If you are tired of the debate between cats and dogs, here’s a new one for you: Beer yeast versus wine yeast. The latter goes deeper than a simple preference of beverage. In fact, it’s essentially just a one-off from the dog versus cat debate, according to researchers from the Belgian college Vlaams Instituut voor Biotechnologie who state that beer yeast is more domestic and wine yeast is more wild.
“In that sense, beer yeasts are like dogs, completely ‘tamed’ and adapted to their relation with humans, whereas wine yeasts resemble the wilder character of cats,” Brigida Gallone and Jan Steensels, two researchers who recently published a study on industrial yeasts in the journal Cell, said in a press release.
Gallone, Steensels, and a team of researchers from Belgium and the United States found that beer yeasts are more domestic than wine yeasts. Sometime in the 16th century, the researchers state in their study, alcohol-producing yeasts were domesticated. After that, the yeasts forged their own path.

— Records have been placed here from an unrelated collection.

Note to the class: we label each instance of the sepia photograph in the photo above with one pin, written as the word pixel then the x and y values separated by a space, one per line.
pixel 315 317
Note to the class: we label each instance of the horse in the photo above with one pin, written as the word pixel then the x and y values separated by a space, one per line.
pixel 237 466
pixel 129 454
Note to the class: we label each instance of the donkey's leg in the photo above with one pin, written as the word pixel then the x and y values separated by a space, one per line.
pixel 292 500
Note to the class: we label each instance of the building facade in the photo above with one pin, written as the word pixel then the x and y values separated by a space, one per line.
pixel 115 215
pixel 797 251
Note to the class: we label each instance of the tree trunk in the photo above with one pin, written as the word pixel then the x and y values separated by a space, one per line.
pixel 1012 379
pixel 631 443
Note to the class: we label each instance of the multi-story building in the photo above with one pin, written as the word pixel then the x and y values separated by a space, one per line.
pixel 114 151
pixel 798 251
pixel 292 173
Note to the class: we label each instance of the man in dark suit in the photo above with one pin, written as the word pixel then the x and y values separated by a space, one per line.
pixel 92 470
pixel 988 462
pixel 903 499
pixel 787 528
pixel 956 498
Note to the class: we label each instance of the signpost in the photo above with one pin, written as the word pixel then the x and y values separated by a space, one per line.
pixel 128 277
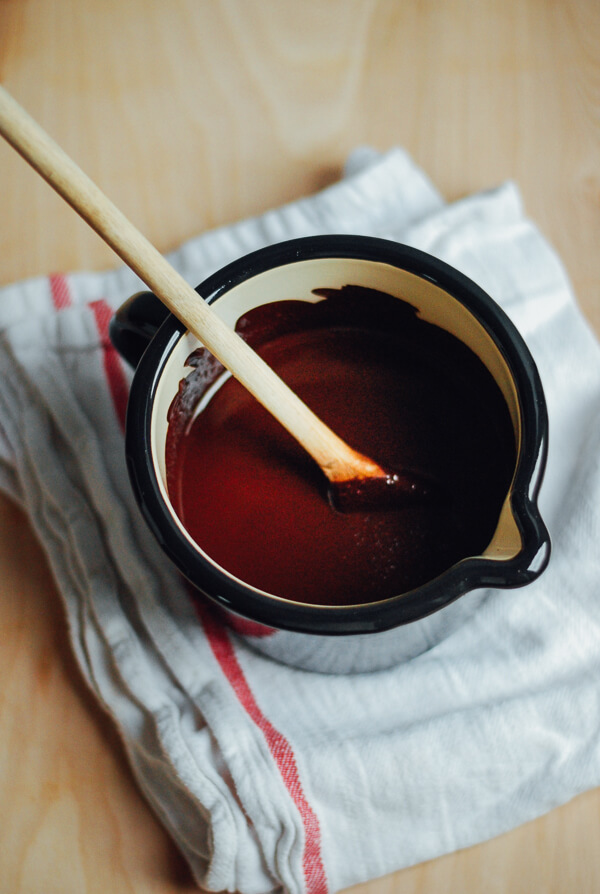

“Interestingly, although wine yeasts share their origins with beer yeasts, they show fewer signs of domestication,” Gallone and Steensels state in the press release. “This is probably because wine yeasts are only used to ferment grape juice once a year, and survive in and around the winery for the rest of the year, where they may interbreed with feral yeasts.”
The researchers analyzed more than 150 industrial beer, wine and bread yeasts in their study. They found a lineage that traces back to original yeast domestication for many of the yeasts used today. Those yeast strains persisted because of what is known as “backslopping,” which is when a part of the brew is put into the new batch for consistent fermented tastes.
The industrial strains of yeast created from backslopping, the researchers state, were more curated in beer making (although some beer makers prefer wild fermentation just like some dog owners prefer wolves). Wine yeasts and cats, on the other hand, tend to be more frisky and independent.
So what are you? A beer yeast person, or a wine yeast person?